Viii. Nodejs Middleware Agent cross-domain

Node middleware implementation of cross-domain proxy, the principle is the same as Nginx, all by starting a proxy server to achieve data forwarding, you can also set the Cookiedomainrewrite parameter to modify the domain name in the cookie in the response header, to achieve the current domain cookie write, Convenient interface login authentication.

1, non-VUE framework cross-domain (2 cross-domain)

Use node + Express + Http-proxy-middleware to build a proxy server.

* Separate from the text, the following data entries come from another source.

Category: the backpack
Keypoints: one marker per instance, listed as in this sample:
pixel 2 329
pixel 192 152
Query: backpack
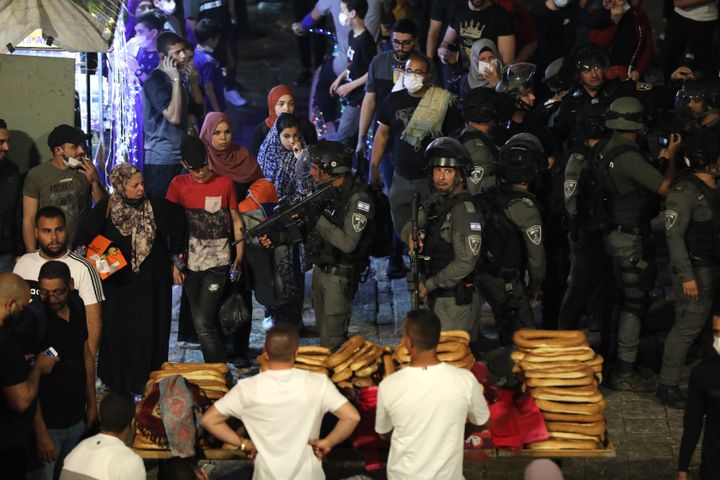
pixel 594 187
pixel 501 246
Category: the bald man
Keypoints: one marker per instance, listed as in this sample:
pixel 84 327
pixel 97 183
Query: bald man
pixel 18 388
pixel 282 409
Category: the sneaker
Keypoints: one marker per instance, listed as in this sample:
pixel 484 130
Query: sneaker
pixel 234 97
pixel 671 396
pixel 303 78
pixel 631 381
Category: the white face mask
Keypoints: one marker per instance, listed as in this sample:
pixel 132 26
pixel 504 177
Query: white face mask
pixel 168 8
pixel 412 82
pixel 484 66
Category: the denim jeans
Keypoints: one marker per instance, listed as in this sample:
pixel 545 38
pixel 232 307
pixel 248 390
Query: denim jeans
pixel 65 440
pixel 204 292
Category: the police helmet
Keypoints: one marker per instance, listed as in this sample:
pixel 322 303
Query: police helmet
pixel 520 159
pixel 449 153
pixel 556 78
pixel 517 79
pixel 332 157
pixel 626 114
pixel 480 105
pixel 590 56
pixel 706 90
pixel 590 121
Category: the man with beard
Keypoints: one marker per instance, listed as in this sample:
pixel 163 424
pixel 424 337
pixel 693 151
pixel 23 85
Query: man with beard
pixel 18 388
pixel 51 236
pixel 384 72
pixel 409 120
pixel 452 237
pixel 67 403
pixel 11 244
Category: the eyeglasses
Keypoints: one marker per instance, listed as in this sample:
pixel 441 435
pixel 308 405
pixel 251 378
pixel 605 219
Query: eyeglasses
pixel 57 293
pixel 404 43
pixel 410 71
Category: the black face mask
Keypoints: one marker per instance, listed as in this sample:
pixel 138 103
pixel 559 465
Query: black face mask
pixel 133 202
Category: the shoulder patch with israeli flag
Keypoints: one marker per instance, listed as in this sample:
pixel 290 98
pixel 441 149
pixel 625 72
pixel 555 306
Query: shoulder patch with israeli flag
pixel 359 221
pixel 474 242
pixel 570 186
pixel 534 233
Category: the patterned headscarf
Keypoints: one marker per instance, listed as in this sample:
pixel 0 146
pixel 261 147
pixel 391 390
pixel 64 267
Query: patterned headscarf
pixel 135 220
pixel 278 164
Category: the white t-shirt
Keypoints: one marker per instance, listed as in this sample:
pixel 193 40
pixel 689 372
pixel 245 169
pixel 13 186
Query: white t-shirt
pixel 282 410
pixel 701 13
pixel 87 281
pixel 103 457
pixel 427 408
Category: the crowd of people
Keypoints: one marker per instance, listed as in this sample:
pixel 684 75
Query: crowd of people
pixel 516 145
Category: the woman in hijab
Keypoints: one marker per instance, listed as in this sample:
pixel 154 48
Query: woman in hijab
pixel 278 158
pixel 281 100
pixel 136 312
pixel 237 163
pixel 226 158
pixel 485 67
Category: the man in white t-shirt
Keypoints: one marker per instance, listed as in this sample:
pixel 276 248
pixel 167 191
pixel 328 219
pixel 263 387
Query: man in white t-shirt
pixel 105 455
pixel 426 406
pixel 51 236
pixel 282 409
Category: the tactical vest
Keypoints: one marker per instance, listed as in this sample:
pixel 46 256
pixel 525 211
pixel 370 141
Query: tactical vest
pixel 441 252
pixel 321 252
pixel 703 238
pixel 635 207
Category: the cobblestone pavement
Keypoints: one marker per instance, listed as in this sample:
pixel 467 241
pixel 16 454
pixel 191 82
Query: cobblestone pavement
pixel 646 435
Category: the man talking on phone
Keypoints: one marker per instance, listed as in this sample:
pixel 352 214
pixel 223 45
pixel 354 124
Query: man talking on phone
pixel 170 94
pixel 68 181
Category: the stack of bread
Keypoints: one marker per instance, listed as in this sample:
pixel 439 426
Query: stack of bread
pixel 453 349
pixel 562 373
pixel 210 377
pixel 310 358
pixel 360 363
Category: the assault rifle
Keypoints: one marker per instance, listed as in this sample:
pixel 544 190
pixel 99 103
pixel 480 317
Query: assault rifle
pixel 414 253
pixel 289 215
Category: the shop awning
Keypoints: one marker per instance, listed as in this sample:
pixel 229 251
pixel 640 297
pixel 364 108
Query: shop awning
pixel 73 25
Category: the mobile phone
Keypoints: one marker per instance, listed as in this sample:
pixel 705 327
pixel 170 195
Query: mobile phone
pixel 50 352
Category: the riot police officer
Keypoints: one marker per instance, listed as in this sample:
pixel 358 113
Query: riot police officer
pixel 452 237
pixel 480 109
pixel 590 285
pixel 692 224
pixel 338 235
pixel 593 88
pixel 633 185
pixel 514 238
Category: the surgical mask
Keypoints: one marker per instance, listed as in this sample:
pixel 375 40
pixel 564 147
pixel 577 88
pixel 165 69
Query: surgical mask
pixel 412 82
pixel 71 161
pixel 484 66
pixel 168 8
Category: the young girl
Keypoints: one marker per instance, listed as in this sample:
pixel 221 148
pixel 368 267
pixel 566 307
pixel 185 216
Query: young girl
pixel 278 159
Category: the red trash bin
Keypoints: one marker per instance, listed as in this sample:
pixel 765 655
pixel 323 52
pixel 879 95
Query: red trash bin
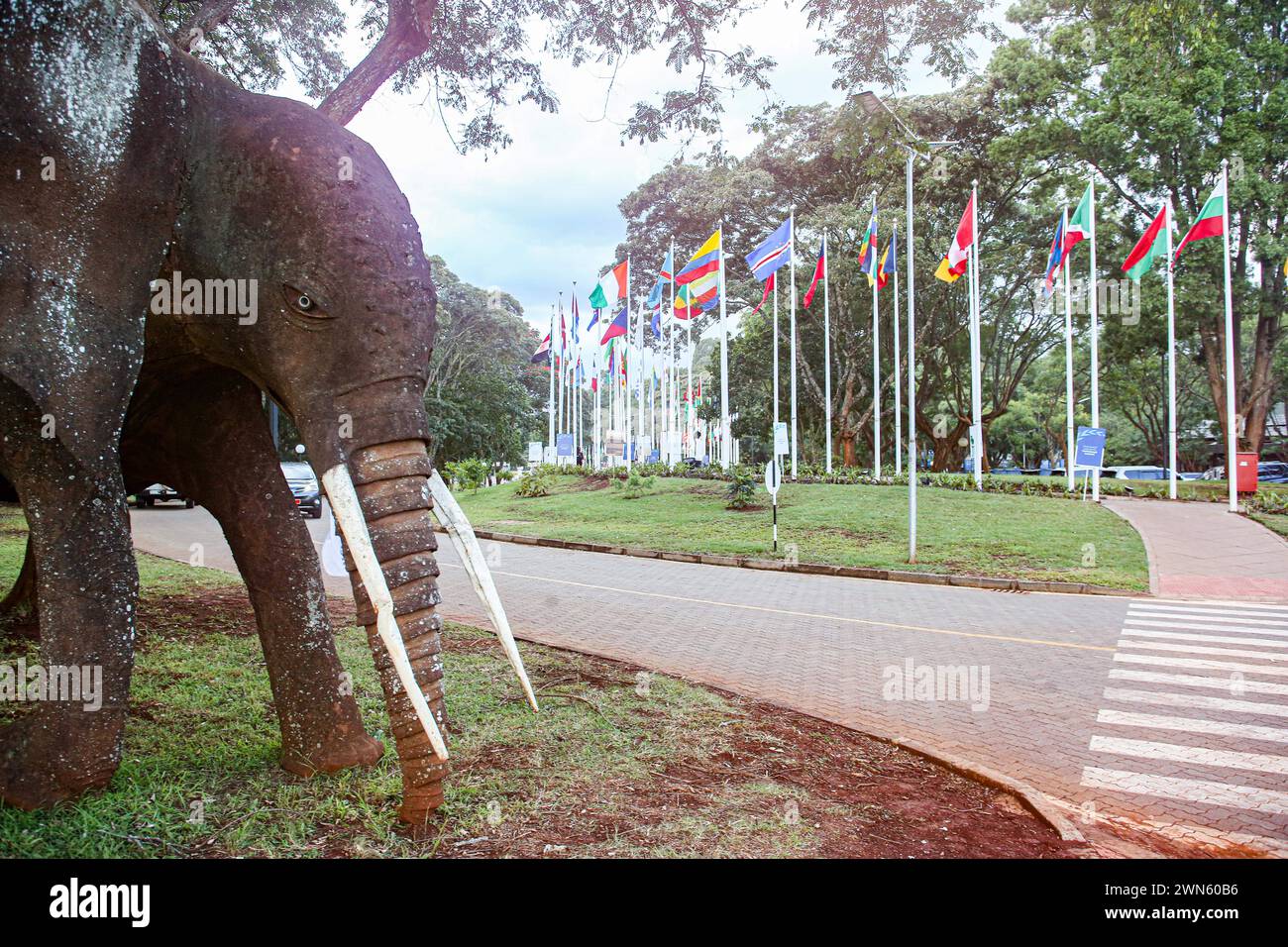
pixel 1245 468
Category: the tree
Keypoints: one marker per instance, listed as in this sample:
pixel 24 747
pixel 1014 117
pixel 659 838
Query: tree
pixel 483 395
pixel 1153 97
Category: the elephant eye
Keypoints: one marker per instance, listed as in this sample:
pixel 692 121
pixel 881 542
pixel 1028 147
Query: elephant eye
pixel 304 303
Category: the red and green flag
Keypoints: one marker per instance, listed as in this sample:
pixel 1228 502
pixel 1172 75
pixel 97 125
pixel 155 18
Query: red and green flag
pixel 1149 248
pixel 1080 224
pixel 1211 221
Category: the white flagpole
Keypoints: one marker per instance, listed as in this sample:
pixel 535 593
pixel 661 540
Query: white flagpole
pixel 791 264
pixel 975 381
pixel 776 350
pixel 1069 454
pixel 898 406
pixel 827 364
pixel 912 376
pixel 1232 445
pixel 550 361
pixel 1171 359
pixel 724 364
pixel 876 363
pixel 1094 305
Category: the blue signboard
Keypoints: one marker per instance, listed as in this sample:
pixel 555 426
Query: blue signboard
pixel 1090 450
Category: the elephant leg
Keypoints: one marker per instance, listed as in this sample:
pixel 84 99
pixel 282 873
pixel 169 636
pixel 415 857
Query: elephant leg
pixel 209 440
pixel 18 608
pixel 86 590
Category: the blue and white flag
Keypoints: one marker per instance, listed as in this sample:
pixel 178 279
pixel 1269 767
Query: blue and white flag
pixel 773 253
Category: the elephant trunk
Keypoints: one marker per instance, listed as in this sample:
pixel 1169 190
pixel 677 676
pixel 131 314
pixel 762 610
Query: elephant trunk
pixel 391 486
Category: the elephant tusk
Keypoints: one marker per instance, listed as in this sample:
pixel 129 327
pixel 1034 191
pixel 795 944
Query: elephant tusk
pixel 452 517
pixel 348 513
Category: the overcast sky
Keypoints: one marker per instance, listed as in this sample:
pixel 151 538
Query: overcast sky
pixel 544 211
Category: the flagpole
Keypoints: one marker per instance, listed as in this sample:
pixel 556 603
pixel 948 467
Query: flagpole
pixel 1232 445
pixel 827 364
pixel 977 399
pixel 724 364
pixel 1171 359
pixel 1094 305
pixel 876 356
pixel 912 373
pixel 776 355
pixel 791 264
pixel 1068 364
pixel 898 406
pixel 550 403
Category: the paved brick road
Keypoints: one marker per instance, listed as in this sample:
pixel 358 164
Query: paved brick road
pixel 1203 551
pixel 1115 709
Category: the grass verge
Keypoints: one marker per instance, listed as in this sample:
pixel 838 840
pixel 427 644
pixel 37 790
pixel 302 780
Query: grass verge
pixel 957 531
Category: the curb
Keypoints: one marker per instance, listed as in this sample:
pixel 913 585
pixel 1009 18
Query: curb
pixel 815 569
pixel 1034 800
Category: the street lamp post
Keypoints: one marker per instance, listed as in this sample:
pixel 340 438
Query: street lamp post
pixel 875 107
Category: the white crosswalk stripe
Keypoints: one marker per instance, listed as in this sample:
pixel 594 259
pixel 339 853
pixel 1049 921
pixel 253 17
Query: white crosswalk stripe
pixel 1164 737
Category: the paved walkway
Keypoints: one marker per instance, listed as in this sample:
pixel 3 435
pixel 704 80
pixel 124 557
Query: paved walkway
pixel 1201 551
pixel 1162 712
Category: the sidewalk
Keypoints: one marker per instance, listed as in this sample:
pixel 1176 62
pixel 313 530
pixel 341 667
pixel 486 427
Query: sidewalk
pixel 1201 551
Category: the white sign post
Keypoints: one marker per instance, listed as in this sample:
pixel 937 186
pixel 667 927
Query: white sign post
pixel 773 480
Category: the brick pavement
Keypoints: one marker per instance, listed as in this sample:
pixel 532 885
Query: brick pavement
pixel 1203 551
pixel 835 647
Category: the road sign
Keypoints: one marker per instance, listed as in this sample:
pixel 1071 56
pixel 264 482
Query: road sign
pixel 781 445
pixel 1090 447
pixel 773 478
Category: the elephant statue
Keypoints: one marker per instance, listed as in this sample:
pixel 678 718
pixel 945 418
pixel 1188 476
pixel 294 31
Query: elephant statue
pixel 171 250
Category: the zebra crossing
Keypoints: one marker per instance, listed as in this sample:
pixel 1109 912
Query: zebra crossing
pixel 1196 712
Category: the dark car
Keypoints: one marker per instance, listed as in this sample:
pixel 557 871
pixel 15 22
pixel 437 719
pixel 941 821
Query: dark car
pixel 160 492
pixel 1271 472
pixel 304 488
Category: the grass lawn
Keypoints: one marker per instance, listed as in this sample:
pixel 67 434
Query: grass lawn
pixel 957 531
pixel 616 763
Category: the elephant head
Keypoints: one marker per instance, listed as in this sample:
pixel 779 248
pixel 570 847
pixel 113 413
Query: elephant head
pixel 336 324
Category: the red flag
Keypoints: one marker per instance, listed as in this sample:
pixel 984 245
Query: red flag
pixel 818 272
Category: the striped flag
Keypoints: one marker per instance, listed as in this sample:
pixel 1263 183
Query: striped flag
pixel 700 275
pixel 819 268
pixel 1055 257
pixel 868 249
pixel 1211 221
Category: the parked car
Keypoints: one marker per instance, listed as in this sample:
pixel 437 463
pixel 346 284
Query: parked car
pixel 304 487
pixel 160 492
pixel 1134 474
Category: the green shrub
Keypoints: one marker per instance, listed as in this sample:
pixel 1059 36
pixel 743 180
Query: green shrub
pixel 469 474
pixel 533 483
pixel 741 489
pixel 635 484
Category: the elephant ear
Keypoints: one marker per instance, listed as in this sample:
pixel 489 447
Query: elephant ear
pixel 93 99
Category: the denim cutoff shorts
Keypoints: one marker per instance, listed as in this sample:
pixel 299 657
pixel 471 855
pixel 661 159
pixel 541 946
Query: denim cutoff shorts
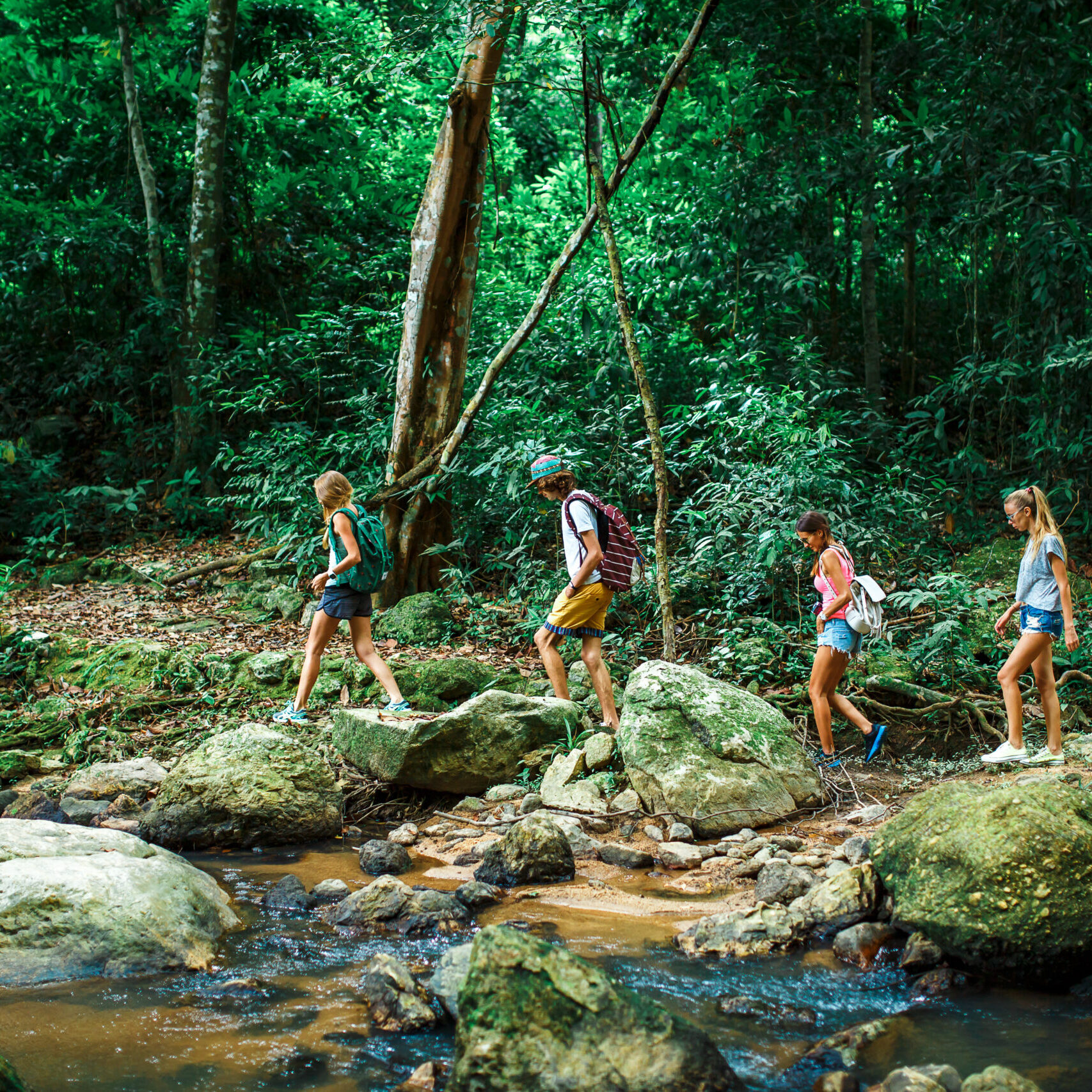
pixel 1036 621
pixel 838 635
pixel 340 601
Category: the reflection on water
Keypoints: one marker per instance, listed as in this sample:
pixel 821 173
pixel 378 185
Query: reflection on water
pixel 299 1027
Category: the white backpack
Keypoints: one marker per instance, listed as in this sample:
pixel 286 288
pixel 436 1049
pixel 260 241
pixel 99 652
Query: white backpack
pixel 863 613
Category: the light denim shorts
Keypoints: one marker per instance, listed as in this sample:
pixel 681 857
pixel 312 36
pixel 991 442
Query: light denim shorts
pixel 838 635
pixel 1036 621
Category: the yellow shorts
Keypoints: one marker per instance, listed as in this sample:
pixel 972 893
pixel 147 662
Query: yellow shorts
pixel 585 615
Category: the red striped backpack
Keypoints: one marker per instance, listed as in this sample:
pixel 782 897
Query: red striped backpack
pixel 622 562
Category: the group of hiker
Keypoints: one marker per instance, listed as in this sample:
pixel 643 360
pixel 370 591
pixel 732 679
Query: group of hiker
pixel 602 556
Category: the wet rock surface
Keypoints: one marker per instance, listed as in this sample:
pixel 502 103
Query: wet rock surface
pixel 996 877
pixel 534 851
pixel 534 1017
pixel 245 787
pixel 473 747
pixel 391 996
pixel 693 745
pixel 384 859
pixel 77 902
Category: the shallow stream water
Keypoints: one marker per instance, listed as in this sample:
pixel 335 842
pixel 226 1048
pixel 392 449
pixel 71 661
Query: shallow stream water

1.) Front-End code example:

var xhr = new XMLHttpRequest ();//Front-end switch: whether the browser reads and writes cookiexhr.withcredentials = true;//Access Http-proxy-middleware Proxy Server Xhr.open (' Get ', ' http://www.domain1.com:3000/login?user=admin ', true); Xhr.send ();

2.) Middleware server:

var express = require (' Express '), var proxy = require (' Http-proxy-middleware '), var app = Express (), App.use ('/', proxy ({ c0/>//Proxy cross-domain destination interface target    : ' http://www.domain2.com:8080 ',    changeorigin:true,    //Modify response header information, implement cross-domain and allow cookies    onproxyres:function (proxyres, req, res) {        res.header (' access-control-allow-origin ', '/HTTP/ Www.domain1.com ');        Res.header (' Access-control-allow-credentials ', ' true ');    },    //Modify the cookie domain name in the response message    cookiedomainrewrite: ' Www.domain1.com '  //can be false, indicating no modification}); app.listen; Console.log (' Proxy server is listen at Port 3000 ... ');

3.) Nodejs Backstage with (vi: NGINX)

2. Cross-domain (1 cross-domain) of the Vue framework

Cross-domain using node + webpack + Webpack-dev-server Proxy interface. In the development environment, since the Vue rendering service and the interface Proxy service are all webpack-dev-server the same, there is no longer a cross-domain between the page and the proxy interface, and there is no need to set headers cross-domain information.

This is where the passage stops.